People’s lives often depend on the quick reaction and competent care of emergency medical technicians (EMTs) and paramedics—EMTs with additional advanced training to perform more difficult prehospital medical procedures. Incidents as varied as automobile accidents, heart attacks, drownings, childbirth, and gunshot wounds all require immediate medical attention. EMTs and paramedics provide this vital attention as they care for and transport the sick or injured to a medical facility.
In an emergency, EMTs and paramedics typically are dispatched to the scene by a 911 operator, and often work with police and fire department personnel. (Police and detectives
and firefighting occupations
are discussed elsewhere in the Handbook.) Once they arrive, they determine the nature and extent of the patient’s condition while trying to ascertain whether the patient has preexisting medical problems. Following strict rules and guidelines, they give appropriate emergency care and, when necessary, transport the patient. Some paramedics are trained to treat patients with minor injuries on the scene of an accident or at their home without transporting them to a medical facility. Emergency treatment for more complicated problems is carried out under the direction of medical doctors by radio preceding or during transport.
EMTs and paramedics may use special equipment, such as backboards, to immobilize patients before placing them on stretchers and securing them in the ambulance for transport to a medical facility. Usually, one EMT or paramedic drives while the other monitors the patient’s vital signs and gives additional care as needed. Some EMTs work as part of the flight crew of helicopters that transport critically ill or injured patients to hospital trauma centers.
At the medical facility, EMTs and paramedics help transfer patients to the emergency department, report their observations and actions to emergency room staff, and may provide additional emergency treatment.

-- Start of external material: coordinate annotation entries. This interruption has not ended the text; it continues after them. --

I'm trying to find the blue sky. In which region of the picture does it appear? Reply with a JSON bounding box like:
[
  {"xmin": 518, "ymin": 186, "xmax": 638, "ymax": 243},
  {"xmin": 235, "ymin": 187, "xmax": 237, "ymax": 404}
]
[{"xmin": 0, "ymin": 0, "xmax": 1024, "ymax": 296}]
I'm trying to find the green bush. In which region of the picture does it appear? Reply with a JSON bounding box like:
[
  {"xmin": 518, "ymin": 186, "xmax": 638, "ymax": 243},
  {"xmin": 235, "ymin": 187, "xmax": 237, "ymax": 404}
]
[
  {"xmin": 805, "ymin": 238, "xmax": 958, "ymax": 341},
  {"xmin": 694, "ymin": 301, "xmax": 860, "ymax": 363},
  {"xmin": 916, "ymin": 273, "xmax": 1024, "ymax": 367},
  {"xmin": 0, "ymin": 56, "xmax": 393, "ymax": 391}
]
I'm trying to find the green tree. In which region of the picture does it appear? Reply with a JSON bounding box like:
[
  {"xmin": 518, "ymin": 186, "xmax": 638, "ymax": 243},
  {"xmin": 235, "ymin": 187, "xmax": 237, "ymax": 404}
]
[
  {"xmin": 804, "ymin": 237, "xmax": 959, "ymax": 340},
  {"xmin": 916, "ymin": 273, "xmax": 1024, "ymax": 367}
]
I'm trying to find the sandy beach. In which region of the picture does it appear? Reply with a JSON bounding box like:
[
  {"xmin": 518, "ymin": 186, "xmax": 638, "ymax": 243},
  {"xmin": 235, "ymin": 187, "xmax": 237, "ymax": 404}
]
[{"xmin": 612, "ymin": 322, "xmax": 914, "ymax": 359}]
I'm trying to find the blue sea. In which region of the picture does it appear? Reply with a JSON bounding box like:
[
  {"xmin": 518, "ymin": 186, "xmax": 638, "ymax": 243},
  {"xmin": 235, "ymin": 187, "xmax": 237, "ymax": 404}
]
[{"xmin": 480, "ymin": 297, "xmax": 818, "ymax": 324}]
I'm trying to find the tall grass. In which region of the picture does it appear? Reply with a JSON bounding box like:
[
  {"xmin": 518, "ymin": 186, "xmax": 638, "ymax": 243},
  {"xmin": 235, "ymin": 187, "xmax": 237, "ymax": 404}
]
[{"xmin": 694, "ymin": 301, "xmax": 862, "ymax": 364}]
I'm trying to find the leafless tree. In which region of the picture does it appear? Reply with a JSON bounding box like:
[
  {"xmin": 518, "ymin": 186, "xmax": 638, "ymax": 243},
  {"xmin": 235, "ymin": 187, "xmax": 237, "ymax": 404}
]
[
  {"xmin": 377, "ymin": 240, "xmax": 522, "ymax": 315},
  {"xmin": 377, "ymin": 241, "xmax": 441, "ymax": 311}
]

After each run, EMTs and paramedics replace used supplies and check equipment. If a transported patient had a contagious disease, EMTs and paramedics decontaminate the interior of the ambulance and report cases to the proper authorities.
Beyond these general duties, the specific responsibilities of EMTs and paramedics depend on their level of qualification and training. To determine this, the National Registry of Emergency Medical Technicians (NREMT) registers emergency medical service (EMS) providers at four levels: First Responder, EMT-Basic, EMT-Intermediate, and EMT-Paramedic. Some States, however, do their own certification and use numeric ratings from 1 to 4 to distinguish levels of proficiency.
The lowest-level workers—First Responders—are trained to provide basic emergency medical care because they tend to be the first persons to arrive at the scene of an incident. Many firefighters, police officers, and other emergency workers have this level of training. The EMT-Basic, also known as EMT-1, represents the first component of the emergency medical technician system. An EMT-1 is trained to care for patients at the scene of an accident and while transporting patients by ambulance to the hospital under medical direction. The EMT-1 has the emergency skills to assess a patient’s condition and manage respiratory, cardiac, and trauma emergencies.
The EMT-Intermediate (EMT-2 and EMT-3) has more advanced training that allows the administration of intravenous fluids, the use of manual defibrillators to give lifesaving shocks to a stopped heart, and the application of advanced airway techniques and equipment to assist patients experiencing respiratory emergencies. EMT-Paramedics (EMT-4) provide the most extensive prehospital care. In addition to carrying out the procedures already described, paramedics may administer drugs orally and intravenously, interpret electrocardiograms (EKGs), perform endotracheal intubations, and use monitors and other complex equipment.